Размышления знаменитого писателя-фантаста и философа о кибернетике, ее роли и месте в современном мире в контексте связанных с этой наукой – и порождаемых ею – социальных, психологических и нравственных проблемах. Как выглядят с точки зрения кибернетики различные модели общества? Какая система более устойчива: абсолютная тирания или полная анархия? Может ли современная наука даровать человеку бессмертие, и если да, то как быть в этом случае с проблемой идентичности личности?Написанная в конце пятидесятых годов XX века, снабженная впоследствии приложением и дополнением, эта книга по-прежнему актуальна.
В книге рассказывается история главного героя, который сталкивается с различными проблемами и препятствиями на протяжении всего своего путешествия.
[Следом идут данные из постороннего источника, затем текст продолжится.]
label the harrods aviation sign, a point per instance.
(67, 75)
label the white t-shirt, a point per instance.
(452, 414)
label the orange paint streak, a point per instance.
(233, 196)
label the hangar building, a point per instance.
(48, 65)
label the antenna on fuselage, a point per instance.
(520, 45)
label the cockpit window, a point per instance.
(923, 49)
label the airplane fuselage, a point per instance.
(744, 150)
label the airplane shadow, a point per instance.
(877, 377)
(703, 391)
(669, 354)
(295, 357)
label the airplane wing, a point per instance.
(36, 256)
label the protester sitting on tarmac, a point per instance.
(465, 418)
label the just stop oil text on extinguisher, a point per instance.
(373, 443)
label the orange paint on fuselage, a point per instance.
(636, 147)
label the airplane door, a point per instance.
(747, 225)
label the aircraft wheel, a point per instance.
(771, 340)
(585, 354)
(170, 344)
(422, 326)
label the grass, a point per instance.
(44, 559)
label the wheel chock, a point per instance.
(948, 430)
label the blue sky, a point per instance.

По пути он встречает множество второстепенных персонажей, которые играют важные роли в истории. Благодаря опыту главного героя книга исследует такие темы, как любовь, потеря, надежда и стойкость. По мере того, как главный герой преодолевает свои трудности, он усваивает ценные уроки жизни и растет как личность.
В книге рассказывается история главного героя, который сталкивается с различными проблемами и препятствиями на протяжении всего своего путешествия. По пути он встречает множество второстепенных персонажей, которые играют важные роли в истории. Благодаря опыту главного героя книга исследует такие темы, как любовь, потеря, надежда и стойкость. По мере того, как главный герой преодолевает свои трудности, он усваивает ценные уроки жизни и растет как личность.